Estávamos em plena Guerra do Iraque (2003-2011) e, perseguindo um ideal da Arte como processo de reflexão (e de intervenção) política e cívica sobre o contexto espácio-temporal em que nos encontramos, em 2007, a XIV Bienal Internacional de Arte de Cerveira (BIAC), realizada de 18 de agosto a 29 de setembro, adotou como tema “AS NOVAS CRUZADAS”, lançando o desafio aos criadores para o desenvolvimento e apresentação de proposta centradas nas “diferenças culturais entre o ocidente e o médio oriente, as implicações sociais, políticas, religiosas e económicas que isso representa para os países ricos”, nas palavras do então diretor artístico, Henrique Silva. A obra de Sobral Centeno (n.1948), em destaque, intitulada “Outros lugares” (um acrílico sobre tela, de 150 x 150 cm), data precisamente desse ano, ainda que tenha sido apresentada na bienal seguinte, em 2009. Em 2007 o artista iniciou uma série de trabalhos, que apresentou em exposições em Portugal, no Brasil, Espanha e Cuba, partindo da temática das cruzadas e dos cruzados, mantendo, contudo, o seu alfabeto simbólico e códice cromático.
Sobral Centeno está umbilicalmente ligado à história da (BIAC), fundamentalmente por via da sua amizade com Jaime Isidoro (1924-2009), que considera como fundamental no lançamento da sua carreira artística, tendo nele apostado intuitivamente, desde os primeiros passos, e sendo um dos motivos pelos quais começa colaboração regular nas atividades das BIAC. Fez parte dos órgãos sociais da Associação Projeto – Núcleo de Desenvolvimento Cultural, estrutura jurídica que organizou as bienais antes da criação, em 2011, da FBAC.
O currículo de Sobral Centeno não deixa margem para dúvidas sobre a sua coerência, persistência e constante espírito experimentalista.
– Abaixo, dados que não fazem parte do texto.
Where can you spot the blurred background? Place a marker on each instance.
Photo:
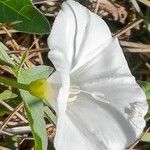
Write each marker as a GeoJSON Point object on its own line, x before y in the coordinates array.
{"type": "Point", "coordinates": [129, 20]}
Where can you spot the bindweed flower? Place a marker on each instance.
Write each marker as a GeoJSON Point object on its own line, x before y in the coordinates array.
{"type": "Point", "coordinates": [97, 100]}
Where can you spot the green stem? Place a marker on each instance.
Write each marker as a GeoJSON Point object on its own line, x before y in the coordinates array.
{"type": "Point", "coordinates": [13, 83]}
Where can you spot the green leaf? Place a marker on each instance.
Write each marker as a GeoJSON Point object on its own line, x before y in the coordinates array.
{"type": "Point", "coordinates": [7, 95]}
{"type": "Point", "coordinates": [34, 106]}
{"type": "Point", "coordinates": [51, 116]}
{"type": "Point", "coordinates": [146, 88]}
{"type": "Point", "coordinates": [4, 56]}
{"type": "Point", "coordinates": [146, 137]}
{"type": "Point", "coordinates": [2, 62]}
{"type": "Point", "coordinates": [23, 59]}
{"type": "Point", "coordinates": [28, 18]}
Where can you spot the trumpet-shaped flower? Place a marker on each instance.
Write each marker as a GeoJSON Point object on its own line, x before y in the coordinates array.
{"type": "Point", "coordinates": [97, 100]}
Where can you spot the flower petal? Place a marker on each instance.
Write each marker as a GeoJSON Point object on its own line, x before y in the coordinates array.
{"type": "Point", "coordinates": [108, 77]}
{"type": "Point", "coordinates": [109, 111]}
{"type": "Point", "coordinates": [92, 125]}
{"type": "Point", "coordinates": [76, 35]}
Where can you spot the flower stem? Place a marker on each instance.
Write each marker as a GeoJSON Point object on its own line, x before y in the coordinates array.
{"type": "Point", "coordinates": [13, 83]}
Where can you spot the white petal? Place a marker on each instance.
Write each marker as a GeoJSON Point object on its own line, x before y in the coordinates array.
{"type": "Point", "coordinates": [108, 78]}
{"type": "Point", "coordinates": [108, 113]}
{"type": "Point", "coordinates": [92, 125]}
{"type": "Point", "coordinates": [76, 36]}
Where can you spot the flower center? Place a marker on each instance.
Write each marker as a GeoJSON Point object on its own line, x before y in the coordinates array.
{"type": "Point", "coordinates": [74, 91]}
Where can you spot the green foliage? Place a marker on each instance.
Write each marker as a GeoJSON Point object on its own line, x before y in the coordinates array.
{"type": "Point", "coordinates": [34, 106]}
{"type": "Point", "coordinates": [28, 19]}
{"type": "Point", "coordinates": [146, 88]}
{"type": "Point", "coordinates": [146, 137]}
{"type": "Point", "coordinates": [4, 58]}
{"type": "Point", "coordinates": [7, 94]}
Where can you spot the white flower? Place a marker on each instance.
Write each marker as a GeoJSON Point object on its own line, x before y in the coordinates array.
{"type": "Point", "coordinates": [97, 100]}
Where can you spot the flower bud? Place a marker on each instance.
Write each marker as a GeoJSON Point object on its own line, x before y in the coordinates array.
{"type": "Point", "coordinates": [40, 88]}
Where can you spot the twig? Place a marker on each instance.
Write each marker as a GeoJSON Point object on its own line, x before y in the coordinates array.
{"type": "Point", "coordinates": [136, 50]}
{"type": "Point", "coordinates": [41, 50]}
{"type": "Point", "coordinates": [128, 27]}
{"type": "Point", "coordinates": [4, 148]}
{"type": "Point", "coordinates": [146, 2]}
{"type": "Point", "coordinates": [135, 45]}
{"type": "Point", "coordinates": [11, 109]}
{"type": "Point", "coordinates": [22, 129]}
{"type": "Point", "coordinates": [15, 44]}
{"type": "Point", "coordinates": [12, 40]}
{"type": "Point", "coordinates": [10, 31]}
{"type": "Point", "coordinates": [136, 142]}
Natural do Porto, formou-se na Escola Superior de Belas Artes do Porto (atualmente FBAUP) e combinou sempre o exercício da docência com a sua atividade como pintor. Acumula exposições individuais e coletivas e marca presença em coleções públicas e privadas de enorme relevo em países de três continentes: Portugal, Brasil, Alemanha, Espanha, Bélgica, Cuba, Coreia do Sul e Dinamarca (por ordem de representatividade). A obra de Sobral Centeno evoluiu (se é que se pode falar de evolução no campo artístico) de um abstracionismo lírico das duas primeiras décadas de atividade artística, para se aproximar do expressionismo de raízes centro-europeias, em que itinera entre a presença maior ou menor de elementos figurativos, igualmente mais ou menos semióticos. A mancha vai apresentando pequenas variações entre a cor plana ou texturada e o trabalho cresce quando o gesto se liberta, quando o suporte aumenta a dimensão e quando o branco dos fundos, sem pretensões tridimensionais, equilibra as composições com espaços de respiração e/ou inquietação sobre a relação (ou não relação) entre as formas. Esta dinâmica, à qual juntamos a prevalência das cores primárias, está bem patente nos seus cruzados, ora de acrílico sobre tela (como é exemplo a obra que integrar a coleção da FBAC) ora os acrílicos e técnicas mistas sobre papel, de grande força expressiva e gesto mais livre.
A obra em destaque acumula um certo repertório identitário português que permite o estabelecimento imediato de uma relação de comunicação com os públicos, que a decifram na dúvida e na inquietação dos seus sentidos.